Inquiries into new work have grown for 16 of the last 17 months, but this month’s score of 53.1 is the lowest since the beginning of the year. However, this may represent a leveling out of the glut of RFPs that firms have been receiving in recent months that have not translated into actual billable work.

Business conditions remain weak at architecture firms in all regions of the country. Firms in the Northeast continue to report the highest scores, but they have been weakening every month since very minimal growth was reported in April. The score increased in the South for the fifth month in a row in July, and is approaching 50 for the first time in more than two years.

Firms with a commercial/industrial specialization reported growth for the third month in a row in July, and while it remained minimal, it is still a positive sign. The highest score in nearly two years for that sector was reported at firms with an institutional specialization, amid reports that building projects funded under the stimulus program are beginning to wrap up.

The most recent issue of the Federal Reserve’s Beige Book reports that, for the most part, the commercial and industrial real estate market remains weak in all regions of the country. However, while vacancy rates in many areas are flat or increasing, office/retail leasing actually has been increasing in New York City. Construction activity continues to weaken in the Atlanta, Minneapolis, Dallas, and Cleveland, but public infrastructure construction is on the rise in Chicago, and most Federal Reserve Board districts anticipate slow growth in commercial/industrial real estate in the near future. And, employment data continues to paint a mixed picture. While overall nonfarm payroll employment declined by 131,000 positions in July, the private sector continued to add jobs, with an additional 71,000 positions. Construction employment remains relatively flat, shedding just 11,000 jobs in July.

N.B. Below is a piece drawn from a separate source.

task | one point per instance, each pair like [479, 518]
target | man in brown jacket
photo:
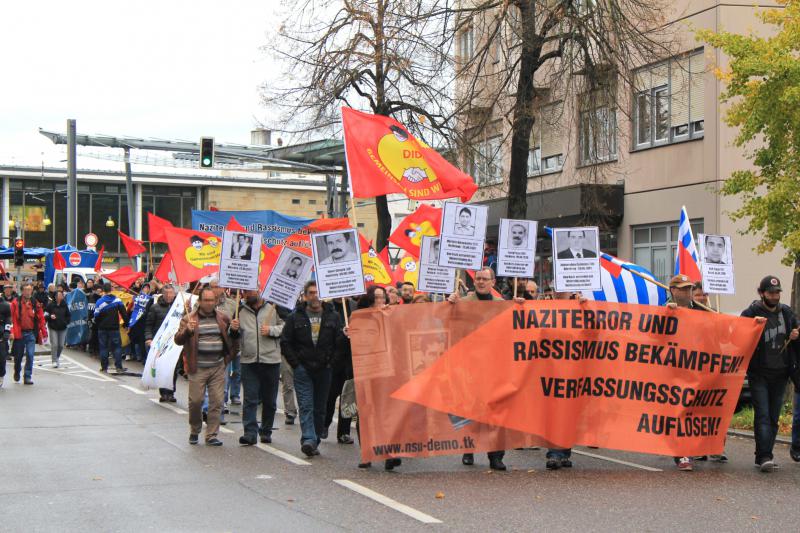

This month’s special questions followed up on last month’s questions about the timing of project design phases. Survey respondents reported that the largest share of their projects (42%) have a design phase (defined as lasting from the awarding of the design contract to the completion of the construction documents) that lasts less than six months, while an additional 24% of projects have a design phase typically lasting between six and nine months. Small firms are much more likely to have shorter design phases than large firms, with 59% of projects at firms with less than $250,000 in annual billings having design phases of less than six months, compared to just 23% of projects at firms with annual billings of $5 million or more. Projects at firms with an institutional specialization also tend to have a slightly longer design phase, with nearly half (47%) of projects at those firms having a design phase lasting between six and 12 months.

Our panelists indicated that the complexity of a project is the most important influence on the length of the design phase, followed by project size (construction value), type of client, and scope of design services offered. The project delivery method (e.g., design-build, design-bid-build, integrated project delivery) was not considered to be a very important factor.